The Income Tax Appellate Tribunal (ITAT), while dismissing the appeal by the revenue held that Burden of proving foreign assessee has a Permanent Establishment (PE) in India, so to be taxed on the business generated by such PE is on the Revenue Department.
The assessee, M/s. Yum! Restaurants (Asia) Pte. Ltd. is a company incorporated in Singapore, which is engaged in the business of franchising KFC, Pizza Hut, and Taco Bell brands for a number of territories in the Asia Pacific region (including India).
For the operation of restaurant outlets, the assessee entered into Technology License Agreement (TLA) for the license of “Technology” and “System” with Yum! Restaurants (India) Private Limited (YRIPL).
YRIPL in turn had appointed various franchisees for operating restaurants in India under the brand name KFC and Pizza Hut. YRIPL also operated the company-owned KFC restaurants in India.

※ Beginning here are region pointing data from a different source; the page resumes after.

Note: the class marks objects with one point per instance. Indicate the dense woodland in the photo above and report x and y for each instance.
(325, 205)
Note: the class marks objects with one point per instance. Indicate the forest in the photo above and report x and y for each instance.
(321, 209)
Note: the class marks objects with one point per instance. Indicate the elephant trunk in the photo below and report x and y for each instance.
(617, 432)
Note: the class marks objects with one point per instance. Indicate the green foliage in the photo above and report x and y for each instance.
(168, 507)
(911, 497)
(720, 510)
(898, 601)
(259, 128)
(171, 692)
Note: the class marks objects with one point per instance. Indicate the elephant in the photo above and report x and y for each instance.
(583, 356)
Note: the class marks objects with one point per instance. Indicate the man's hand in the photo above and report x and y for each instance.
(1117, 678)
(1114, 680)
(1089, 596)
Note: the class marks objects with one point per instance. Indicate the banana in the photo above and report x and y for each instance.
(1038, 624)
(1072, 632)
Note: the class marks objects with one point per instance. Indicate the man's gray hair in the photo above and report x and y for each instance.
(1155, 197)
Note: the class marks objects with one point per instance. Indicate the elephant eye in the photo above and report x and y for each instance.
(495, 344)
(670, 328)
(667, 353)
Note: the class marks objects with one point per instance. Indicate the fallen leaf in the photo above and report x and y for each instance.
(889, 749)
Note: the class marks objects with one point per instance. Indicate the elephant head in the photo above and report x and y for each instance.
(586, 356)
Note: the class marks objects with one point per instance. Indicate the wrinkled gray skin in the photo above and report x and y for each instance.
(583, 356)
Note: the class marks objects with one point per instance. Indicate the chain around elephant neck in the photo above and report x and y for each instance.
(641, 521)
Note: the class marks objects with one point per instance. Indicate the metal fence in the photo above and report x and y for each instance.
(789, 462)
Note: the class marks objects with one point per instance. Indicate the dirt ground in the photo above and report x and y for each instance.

The Assessing Officer was of the view that the person employed by the assessee, working under the Indian entity, was seconded to India; the salary of the said person was reimbursed by the Indian entity and hence taxable in the hands of the assessee.
The CIT(A) after going through the clauses of the Deputation Agreement concluded that he was not the employee of the assessee and hence there was no right/lien over his employment and hence, there was no service PE.
The revenue department contended that there is a Technical License Agreement between the assessee and the YRIPL and also there is deputation of an employee of the assessee company. He further stated that the person was in India, was seconded to India and the question was whether there was a PE or not.
The tribunal headed by the Vice-President, Shushma Chowla held that the evidence needed to be seen in their entirety as the burden of proving that the foreign assessee has a PE in India and consequently it has to be taxed on the business generated by such PE is initially on the Revenue. In the absence of the same, it cannot be said that the assessee had service PE in India.